Wednesday, December 11, 2019

Advent Supper Table Thoughts on Joyful Hope




This Advent our family has been using the following blessing form at supper and one line in particular got me thinking.. It goes like this:

Leader:  Maranatha! Come, Lord Jesus!
All:        Maranatha!  Come quickly!

Leader: Blessed are you, Lord God of all creation.
              Blessed are you in the darkness and the light.
              Blessed are you in this food and in our sharing.
              Blessed are you as we wait in joyful hope
              for the coming of our Savior, Jesus Christ,

All:       For the kingdom, the power, and the glory are yours,
              now and forever. Amen.

It was the phrase joyful hope that caught my attention.   I cling to hope all right, but often it is not joyful.  The first few nights, I left out the word joyful and now have put it back in.  Is it possible to still have joyful  hope even in in the midst of confusion, depression, loneliness or grief?  Is it possible in the midst of conflict, division,  vitriol in the public square, and the overwhelming amount of pain in the world?   I wonder.  Then, today, remembered this comment from C.S. Lewis on hope..

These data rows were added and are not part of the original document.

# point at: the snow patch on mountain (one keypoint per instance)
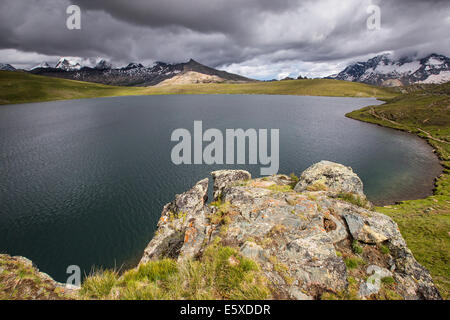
(383, 70)
(68, 65)
(6, 67)
(44, 65)
(442, 77)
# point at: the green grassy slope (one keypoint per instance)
(21, 87)
(312, 87)
(425, 223)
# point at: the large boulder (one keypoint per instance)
(302, 241)
(223, 178)
(182, 226)
(331, 177)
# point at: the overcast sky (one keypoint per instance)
(262, 39)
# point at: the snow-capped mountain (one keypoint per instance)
(383, 70)
(67, 65)
(134, 74)
(103, 65)
(44, 65)
(6, 67)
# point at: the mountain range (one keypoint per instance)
(386, 71)
(135, 74)
(382, 70)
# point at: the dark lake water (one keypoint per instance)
(83, 182)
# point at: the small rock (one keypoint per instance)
(335, 177)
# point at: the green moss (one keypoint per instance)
(384, 249)
(356, 247)
(353, 199)
(99, 285)
(353, 262)
(221, 273)
(277, 188)
(388, 280)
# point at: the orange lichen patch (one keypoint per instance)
(189, 235)
(261, 183)
(273, 202)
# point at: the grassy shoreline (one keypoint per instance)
(424, 223)
(21, 87)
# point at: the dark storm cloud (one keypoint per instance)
(261, 38)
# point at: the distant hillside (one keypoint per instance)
(22, 87)
(134, 74)
(383, 70)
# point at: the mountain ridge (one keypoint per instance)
(134, 74)
(386, 71)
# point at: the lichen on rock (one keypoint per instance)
(300, 237)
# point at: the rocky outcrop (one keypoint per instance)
(332, 177)
(307, 241)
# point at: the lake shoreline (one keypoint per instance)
(434, 151)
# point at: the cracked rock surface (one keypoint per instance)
(303, 239)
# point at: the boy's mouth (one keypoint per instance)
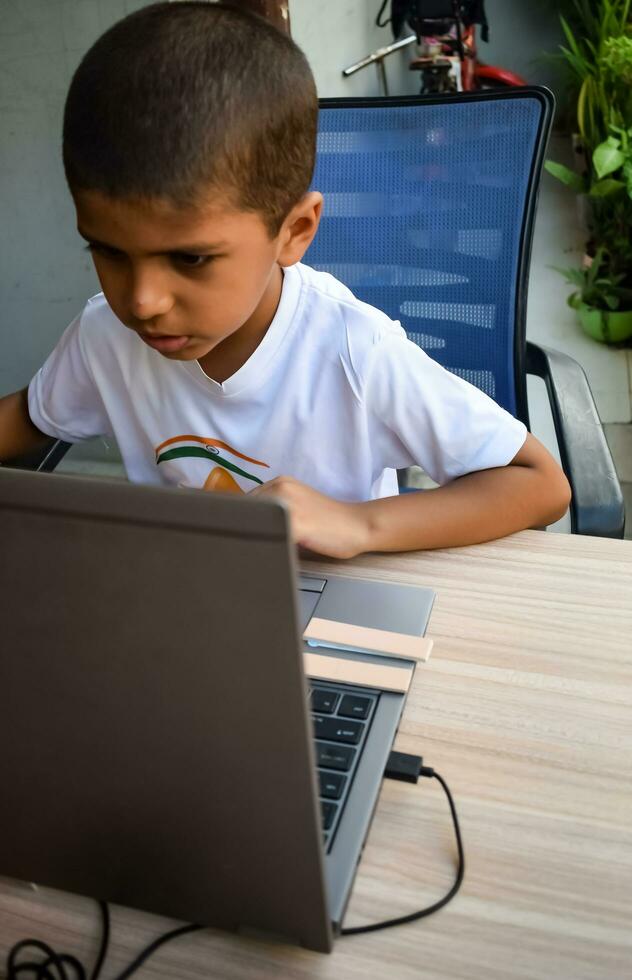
(164, 343)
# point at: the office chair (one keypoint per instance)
(428, 215)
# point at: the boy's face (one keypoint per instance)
(187, 280)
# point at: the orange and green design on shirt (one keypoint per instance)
(215, 451)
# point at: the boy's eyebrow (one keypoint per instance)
(193, 248)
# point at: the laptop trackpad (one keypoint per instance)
(307, 602)
(379, 605)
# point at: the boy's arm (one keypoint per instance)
(531, 491)
(18, 435)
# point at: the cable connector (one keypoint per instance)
(407, 768)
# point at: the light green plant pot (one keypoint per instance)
(607, 327)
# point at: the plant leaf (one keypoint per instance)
(607, 157)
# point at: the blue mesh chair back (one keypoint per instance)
(428, 216)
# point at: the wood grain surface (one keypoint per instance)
(525, 708)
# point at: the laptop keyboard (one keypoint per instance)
(341, 718)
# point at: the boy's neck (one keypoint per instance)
(231, 354)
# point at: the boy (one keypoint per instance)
(213, 356)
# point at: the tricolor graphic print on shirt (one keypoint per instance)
(193, 455)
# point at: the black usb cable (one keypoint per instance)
(409, 768)
(63, 966)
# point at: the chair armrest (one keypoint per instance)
(43, 460)
(597, 505)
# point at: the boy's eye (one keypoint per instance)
(190, 260)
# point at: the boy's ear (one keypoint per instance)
(299, 228)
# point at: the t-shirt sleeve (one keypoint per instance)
(64, 401)
(423, 414)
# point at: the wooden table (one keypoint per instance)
(525, 707)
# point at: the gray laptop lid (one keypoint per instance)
(138, 700)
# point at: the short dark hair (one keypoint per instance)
(180, 98)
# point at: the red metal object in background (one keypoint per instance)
(474, 74)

Hope is one of the Theological virtues. This means that a continual looking forward to the eternal world is not (as some modern people think) a form of escapism or wishful thinking, but one of the things a Christian is meant to do. It does not mean that we are to leave the present world as it is. If you read history you will find that the Christians who did most for the present world were just those who thought most of the next. The Apostles themselves, who set on foot the conversion of the Roman Empire, the great men who built up the Middle Ages, the English Evangelicals who abolished the Slave Trade, all left their mark on Earth, precisely because their minds were occupied with Heaven. It is since Christians have largely ceased to think of the other world that they have become so ineffective in this. Aim at Heaven and you will get earth "thrown in": aim at earth and you will get neither.--C.S. Lewis, Mere Christianity, Book III, Chapter 10

The joy of this kind of hope is not, I suspect,  related to a feeling of happiness but rather to trust that God will make it right - is making it right-  even though it is not visible at present. St. Paul did not live to see the Christian faith spread to the corners of the known world.  Could Wilberforce and friends have imagined the degree to which their campaign for human dignity would continue to bear fruit? Perhaps the joy comes in trusting and anticipating that all shall be well.  That, for me , is not a loud joy but a very quiet joy - a flicker in the darkness rather than a brightly burning flame. So, this Advent, I will claim waiting in a quiet Advent hope and trust that, in aiming for heaven,  the joy will come.